The drivers' advocacy association cited a spike in global oil prices for the U.S. gas price increase; crude prices have risen because of concerns about violence spreading in Iraq toward its southern regions, where most of its oil production takes place. Iraq is the second-largest producer among members of the Organization of Petroleum Exporting Countries (OPEC).
Previously, before the crisis in Iraq flared up, AAA had projected that the national gas price average would actually drop 10 to 15 CPG for the month of June. "This means that even though the national average has only increased a few cents per gallon since the Iraq violence intensified, drivers are likely to pay substantially higher gas prices than they would have otherwise," AAA's Michael Green said.
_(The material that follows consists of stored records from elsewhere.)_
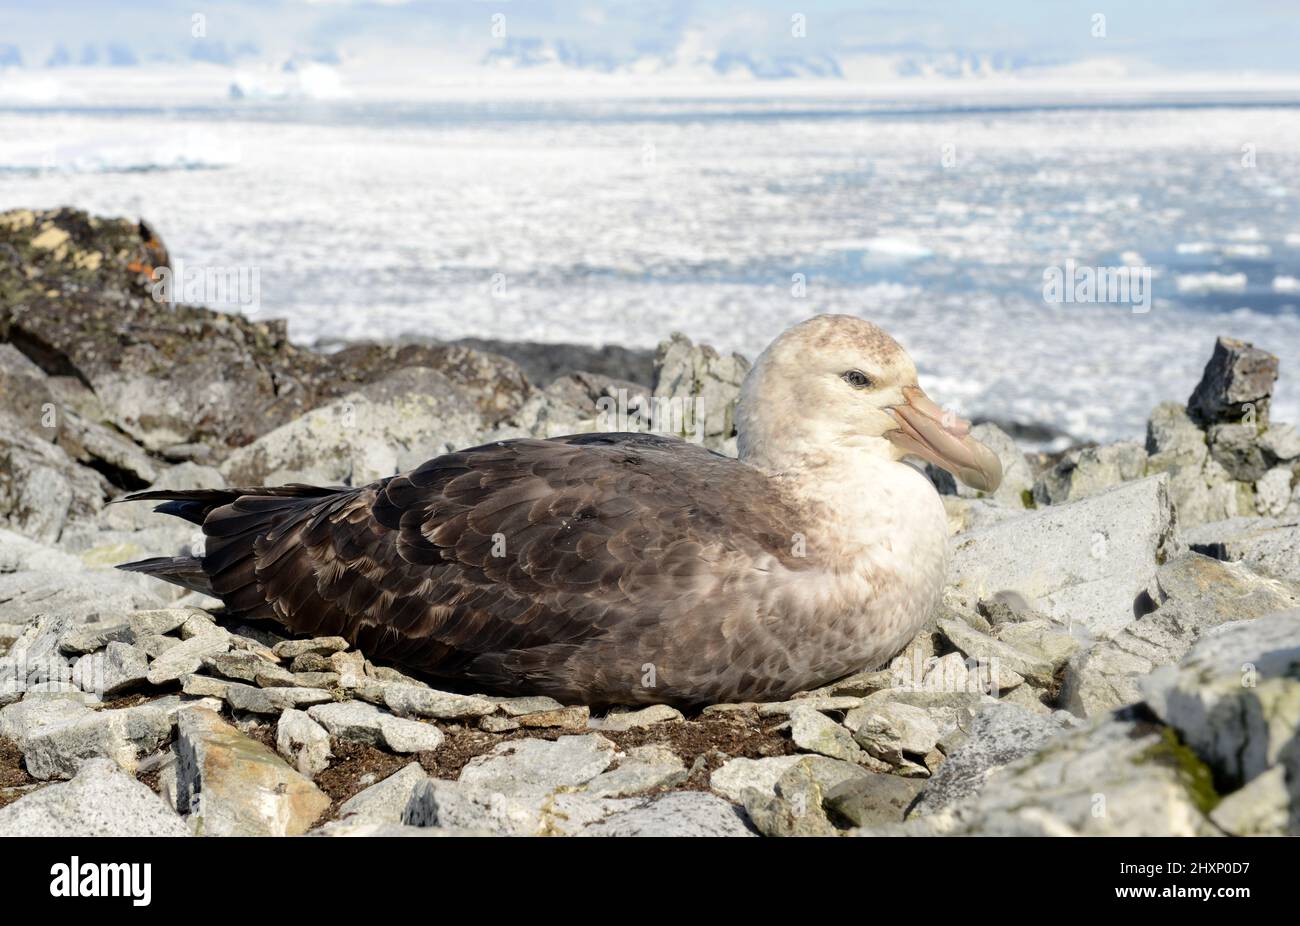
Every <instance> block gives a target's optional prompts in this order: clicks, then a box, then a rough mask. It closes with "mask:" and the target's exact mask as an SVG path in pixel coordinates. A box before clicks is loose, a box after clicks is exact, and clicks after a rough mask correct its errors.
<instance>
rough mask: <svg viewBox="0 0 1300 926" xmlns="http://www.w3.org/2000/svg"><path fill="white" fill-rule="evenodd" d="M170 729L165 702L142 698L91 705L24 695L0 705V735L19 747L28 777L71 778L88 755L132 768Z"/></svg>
mask: <svg viewBox="0 0 1300 926" xmlns="http://www.w3.org/2000/svg"><path fill="white" fill-rule="evenodd" d="M170 734H172V721H170V718H169V717H168V713H166V710H165V708H161V706H156V705H153V704H142V705H139V706H135V708H123V709H120V710H98V711H96V710H91V709H88V708H86V706H85V705H83V704H81V702H79V701H74V700H70V698H64V697H39V696H35V694H32V693H29V694H27V697H26V698H23V700H22V701H19V702H17V704H12V705H9V706H8V708H4V709H0V736H5V737H8V739H12V740H13V741H14V743H16V744H17V745H18V749H19V750H21V752H22V761H23V765H25V766H26V767H27V773H29V774H30V775H31V776H32V778H38V779H42V780H45V779H51V778H65V779H66V778H73V776H74V775H75V774H77V773H78V770H79V769H81V767H82V766H83V765H85V763H86V762H87V761H90V760H94V758H108V760H112V761H114V762H116V763H117V765H120V766H121V767H122V769H125V770H126V771H130V773H134V771H135V767H136V763H138V762H139V758H140V757H142V756H147V754H149V753H152V752H155V750H156V749H157V748H159V747H160V745H161V744H162V743H164V741H165V740H166V737H168V736H169V735H170Z"/></svg>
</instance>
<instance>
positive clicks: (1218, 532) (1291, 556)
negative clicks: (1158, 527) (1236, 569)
mask: <svg viewBox="0 0 1300 926" xmlns="http://www.w3.org/2000/svg"><path fill="white" fill-rule="evenodd" d="M1186 540H1187V542H1188V545H1190V546H1191V548H1192V549H1193V550H1196V551H1199V553H1204V554H1205V555H1208V557H1214V558H1216V559H1227V561H1232V562H1242V563H1244V564H1247V566H1249V567H1251V568H1252V570H1255V571H1256V572H1261V574H1264V575H1266V576H1273V577H1274V579H1279V580H1282V581H1290V583H1296V581H1300V516H1295V518H1291V516H1288V518H1286V519H1279V520H1269V519H1266V518H1238V519H1230V520H1223V522H1216V523H1212V524H1204V525H1200V527H1197V528H1195V529H1192V531H1188V532H1187V535H1186Z"/></svg>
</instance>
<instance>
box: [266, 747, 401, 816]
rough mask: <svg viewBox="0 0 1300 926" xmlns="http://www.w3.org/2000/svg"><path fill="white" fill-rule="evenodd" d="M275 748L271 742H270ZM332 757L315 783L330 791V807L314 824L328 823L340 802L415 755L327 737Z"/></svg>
mask: <svg viewBox="0 0 1300 926" xmlns="http://www.w3.org/2000/svg"><path fill="white" fill-rule="evenodd" d="M272 748H273V749H274V745H272ZM330 750H331V752H333V753H334V760H333V761H331V762H330V765H329V769H326V770H325V771H322V773H321V774H318V775H317V776H316V787H317V788H320V789H321V791H324V792H325V793H326V795H329V799H330V808H329V810H328V812H326V813H325V815H324V817H321V818H320V819H318V821H317V822H316V825H317V826H320V825H321V823H328V822H329V821H331V819H334V818H335V817H337V815H338V809H339V806H341V805H342V804H343V802H344V801H347V800H351V799H352V797H355V796H356V795H359V793H360V792H363V791H365V789H367V788H369V787H370V786H373V784H378V783H380V782H382V780H383V779H385V778H387V776H389V775H391V774H393V773H395V771H400V770H402V769H404V767H406V766H408V765H409V763H411V762H412V761H415V758H416V757H415V756H394V754H393V753H386V752H383V750H382V749H376V748H374V747H368V745H364V744H361V743H344V741H342V740H338V739H330Z"/></svg>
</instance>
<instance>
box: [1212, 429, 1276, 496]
mask: <svg viewBox="0 0 1300 926" xmlns="http://www.w3.org/2000/svg"><path fill="white" fill-rule="evenodd" d="M1205 434H1206V441H1208V442H1209V447H1210V456H1213V458H1214V460H1216V462H1217V463H1218V464H1219V466H1222V467H1223V468H1225V470H1226V471H1227V473H1229V476H1231V477H1232V479H1235V480H1238V481H1239V483H1253V481H1256V480H1258V479H1260V477H1262V476H1264V473H1265V472H1268V470H1269V466H1270V460H1269V459H1266V458H1265V455H1264V450H1262V447H1260V445H1258V438H1260V429H1258V427H1257V425H1256V424H1255V423H1253V421H1251V423H1249V424H1239V423H1229V424H1212V425H1210V427H1209V429H1208V430H1206V432H1205Z"/></svg>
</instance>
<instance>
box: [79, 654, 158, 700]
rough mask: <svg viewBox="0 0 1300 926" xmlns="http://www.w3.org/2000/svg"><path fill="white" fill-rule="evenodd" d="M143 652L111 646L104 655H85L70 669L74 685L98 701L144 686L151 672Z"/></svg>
mask: <svg viewBox="0 0 1300 926" xmlns="http://www.w3.org/2000/svg"><path fill="white" fill-rule="evenodd" d="M148 667H149V658H148V657H147V655H146V654H144V650H142V649H136V648H135V646H131V645H130V644H125V642H110V644H108V646H105V649H104V652H103V653H87V654H86V655H83V657H82V658H79V659H78V661H77V663H75V665H74V666H73V681H74V683H77V685H78V687H79V688H81V689H82V691H85V692H95V693H96V694H99V696H100V697H112V696H116V694H121V693H122V692H127V691H130V689H133V688H138V687H140V685H143V684H144V681H146V680H147V678H148V671H149V668H148Z"/></svg>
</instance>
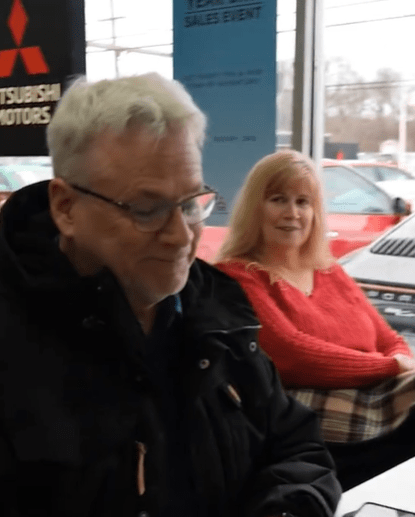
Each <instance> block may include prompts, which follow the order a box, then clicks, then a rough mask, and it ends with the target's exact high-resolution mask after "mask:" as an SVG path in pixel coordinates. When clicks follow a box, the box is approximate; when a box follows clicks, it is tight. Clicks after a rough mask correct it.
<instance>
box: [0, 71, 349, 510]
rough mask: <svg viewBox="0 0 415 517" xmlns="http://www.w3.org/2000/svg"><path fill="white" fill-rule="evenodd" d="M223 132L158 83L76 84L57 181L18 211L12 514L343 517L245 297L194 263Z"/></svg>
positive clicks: (53, 142) (16, 197) (3, 485)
Three states have seen gas prices of more than $4 per gallon for over a month: Hawaii (current state average is $4.34 per gallon), California ($4.15 average) and Alaska ($4.10 average). Meanwhile, AAA reported that prices have risen in 43 states and the District of Columbia vs. the previous week, with a 5-CPG or greater increase in 18 of them. Some states, mainly in the Midwest, have actually seen a drop in gas prices of 1 CPG or more, including Indiana (-14 CPG), Ohio (-13 CPG), Michigan (-10 CPG), Illinois (-4 CPG) and Kentucky (-3 CPG).
Compared to a year ago, 41 states and Washington, D.C., are experiencing higher average gas prices, with 33 and D.C. paying 10 CPG or more, said AAA. In the eight states with lower prices year over year, North Dakota and Utah were the only ones with double-digit decreases, or -13 CPG and -12 CPG, respectively.